BS: È stato normale per me, nella vita, ogni giorno proviamo sempre qualcosa di nuovo dal punto di vista artistico. Non siamo limitati ad una cosa sola. Io dico sempre che, indifferentemente da dove io mi trovi, gioco comunque con me stesso. Non dipende da chi suona con me, può essere un americano come un italiano o un africano. Anche il pubblico cambia, Monfalcone è diversa dal Senegal. Noi che intendiamo lavorare in un posto cerchiamo però di trovarne l’anima. Oggi cantiamo l’anima tipica di questo specifico posto. Tra le culture esiste comunque una comunicazione naturale: il griotismo è comunicazione, è una cosa che ho nel sangue. Sono convinto che la cosa importante sia che quando sento qualcosa in comune con gli altri artisti io possa sviluppare un certo tipo di trance. Questo mi consente di viaggiare all’interno di me stesso e di comunicare con gli altri. Qualche volta non funziona perfettamente, altre volte possiamo andare avanti per due o tre ore senza fermarci. Questo è un viaggio che cerco di creare ogni sera e di restituire al pubblico, entro in un mio trance e così posso cercare le altre persone. Se ci riusciamo, sarà stato un buon spettacolo per il pubblico. Se non lo troviamo, riproviamo la prossima volta. Non è una cosa che nasce da delle regole, nulla è calcolato.

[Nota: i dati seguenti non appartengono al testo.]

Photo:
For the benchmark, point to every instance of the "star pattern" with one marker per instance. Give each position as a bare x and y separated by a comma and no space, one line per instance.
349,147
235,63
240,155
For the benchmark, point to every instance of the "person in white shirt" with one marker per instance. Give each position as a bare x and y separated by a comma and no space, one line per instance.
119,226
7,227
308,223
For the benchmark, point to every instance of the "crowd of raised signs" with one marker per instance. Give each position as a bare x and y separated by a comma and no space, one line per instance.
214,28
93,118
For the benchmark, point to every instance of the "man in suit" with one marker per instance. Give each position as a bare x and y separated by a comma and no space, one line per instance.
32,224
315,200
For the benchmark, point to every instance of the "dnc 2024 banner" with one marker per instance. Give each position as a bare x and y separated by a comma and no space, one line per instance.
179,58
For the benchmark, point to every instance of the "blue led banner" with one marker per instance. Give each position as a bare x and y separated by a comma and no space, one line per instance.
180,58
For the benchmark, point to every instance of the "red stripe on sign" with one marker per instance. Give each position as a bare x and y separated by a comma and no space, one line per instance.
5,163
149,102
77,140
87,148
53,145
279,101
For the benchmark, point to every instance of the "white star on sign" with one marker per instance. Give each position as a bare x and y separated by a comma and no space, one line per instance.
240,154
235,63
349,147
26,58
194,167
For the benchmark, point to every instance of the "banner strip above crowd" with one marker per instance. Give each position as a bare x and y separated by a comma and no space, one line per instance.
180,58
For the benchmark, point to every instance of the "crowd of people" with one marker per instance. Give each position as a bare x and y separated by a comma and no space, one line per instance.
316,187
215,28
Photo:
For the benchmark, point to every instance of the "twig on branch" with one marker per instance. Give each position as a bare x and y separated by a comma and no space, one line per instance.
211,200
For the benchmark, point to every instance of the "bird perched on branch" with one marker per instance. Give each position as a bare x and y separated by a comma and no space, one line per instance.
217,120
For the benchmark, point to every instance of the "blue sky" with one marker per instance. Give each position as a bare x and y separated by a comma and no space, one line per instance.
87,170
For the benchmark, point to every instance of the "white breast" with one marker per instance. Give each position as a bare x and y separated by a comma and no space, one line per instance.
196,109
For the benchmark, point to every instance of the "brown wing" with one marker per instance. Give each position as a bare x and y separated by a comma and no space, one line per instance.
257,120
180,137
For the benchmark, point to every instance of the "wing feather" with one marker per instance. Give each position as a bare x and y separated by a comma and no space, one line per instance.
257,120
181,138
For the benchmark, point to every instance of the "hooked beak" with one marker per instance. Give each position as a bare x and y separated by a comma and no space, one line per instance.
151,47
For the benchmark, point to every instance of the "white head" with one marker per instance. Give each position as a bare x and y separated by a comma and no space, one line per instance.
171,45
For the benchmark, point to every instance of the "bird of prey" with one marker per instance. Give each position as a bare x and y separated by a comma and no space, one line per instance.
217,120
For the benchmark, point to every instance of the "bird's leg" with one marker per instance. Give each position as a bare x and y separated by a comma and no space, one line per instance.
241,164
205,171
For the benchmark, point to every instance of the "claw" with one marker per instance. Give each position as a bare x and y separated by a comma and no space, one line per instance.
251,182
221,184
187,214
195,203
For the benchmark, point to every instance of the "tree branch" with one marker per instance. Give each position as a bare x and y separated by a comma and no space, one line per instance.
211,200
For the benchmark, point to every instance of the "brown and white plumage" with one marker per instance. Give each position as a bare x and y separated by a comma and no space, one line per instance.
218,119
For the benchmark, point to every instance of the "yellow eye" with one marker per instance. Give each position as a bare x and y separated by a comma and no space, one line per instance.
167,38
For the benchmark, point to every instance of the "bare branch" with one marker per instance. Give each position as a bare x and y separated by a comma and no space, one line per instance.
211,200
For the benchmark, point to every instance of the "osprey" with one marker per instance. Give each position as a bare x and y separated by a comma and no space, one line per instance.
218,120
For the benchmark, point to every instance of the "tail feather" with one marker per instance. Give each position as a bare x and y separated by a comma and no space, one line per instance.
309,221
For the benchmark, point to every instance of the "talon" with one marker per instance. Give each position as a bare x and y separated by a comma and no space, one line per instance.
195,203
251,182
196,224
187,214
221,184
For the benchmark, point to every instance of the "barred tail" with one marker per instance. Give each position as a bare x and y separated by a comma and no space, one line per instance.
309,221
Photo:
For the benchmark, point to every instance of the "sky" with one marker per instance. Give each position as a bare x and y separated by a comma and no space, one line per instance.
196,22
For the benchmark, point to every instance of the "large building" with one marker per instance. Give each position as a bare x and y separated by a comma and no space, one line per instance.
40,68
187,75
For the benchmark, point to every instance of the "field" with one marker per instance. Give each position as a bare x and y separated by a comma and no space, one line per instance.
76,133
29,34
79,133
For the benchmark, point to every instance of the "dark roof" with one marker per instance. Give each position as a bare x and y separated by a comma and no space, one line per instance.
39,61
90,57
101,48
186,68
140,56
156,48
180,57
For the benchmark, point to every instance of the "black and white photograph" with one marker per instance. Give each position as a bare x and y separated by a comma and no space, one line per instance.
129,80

RLF: Se ho capito bene, tu non sai cosa succederà, tu sai che farai una certa cosa e che devi raggiungere quello stato mentale…

BS: Esatto, è così.

RLF: È già da tempo che sei in Italia, so che hai collaborato con molti musicisti italiani. In relazione alla tua collaborazione con Mauro Pagani, che è un grande ricercatore di musiche tradizionali, vorrei sapere come ti sei trovato a lavorare con lui.

Badara SeckBS: Ho fatto molte cose con lui fra il ‘97 e il ’98. Mi aveva sentito suonare in una mia esibizione trasmessa su Radio Popolare, era interessato alla musica africana e mi ha contattato per poter fare delle nuove esperienze. In seguito, quando ha collaborato a una produzione per Massimo Ranieri, Mauro mi ha fatto conoscere la musica napoletana. Ho lavorato con loro per due dischi e a tutt’oggi la collaborazione continua. Lui è un uomo molto spontaneo, gli dico sempre che è come un dio africano! Così come lo sono Luigi Cinque ed altre persone con cui ho lavorato per molti anni, sono tutti un po’ africani dentro.
Adesso Mauro Pagani deve produrre anche un lavoro mio, inizieremo a lavorarci presto. Cerchiamo di unire la mia musica con una certa tradizione italiana, così da far sapere che esiste una bellezza nella musica africana riconosciuta nello spazio musicale italiano. Grazie a lui (ndr Pagani) ho collaborato con tante persone in Italia, vengo spesso chiamato e faccio semplicemente il mio mestiere.
La mia vita, il mio modo di vivere consiste nel dare agli altri la possibilità di dare qualcosa e di ricevere qualcosa in cambio. È questa la mia filosofia. La nostra collaborazione è stata questa, con molta spontaneità. Non si è trattato di cose ricercate, c’è stata grande naturalezza. Io vivo così anche quotidianamente. Non mi interessa cercare persone con una cultura straordinaria, quello che mi interessa è trovare persone disponibili con cui riuscire a fare le cose bene insieme. È da lì che crescono molte cose. E Mauro è uno che ha portato avanti numerose collaborazioni, so che può sempre nascere molto.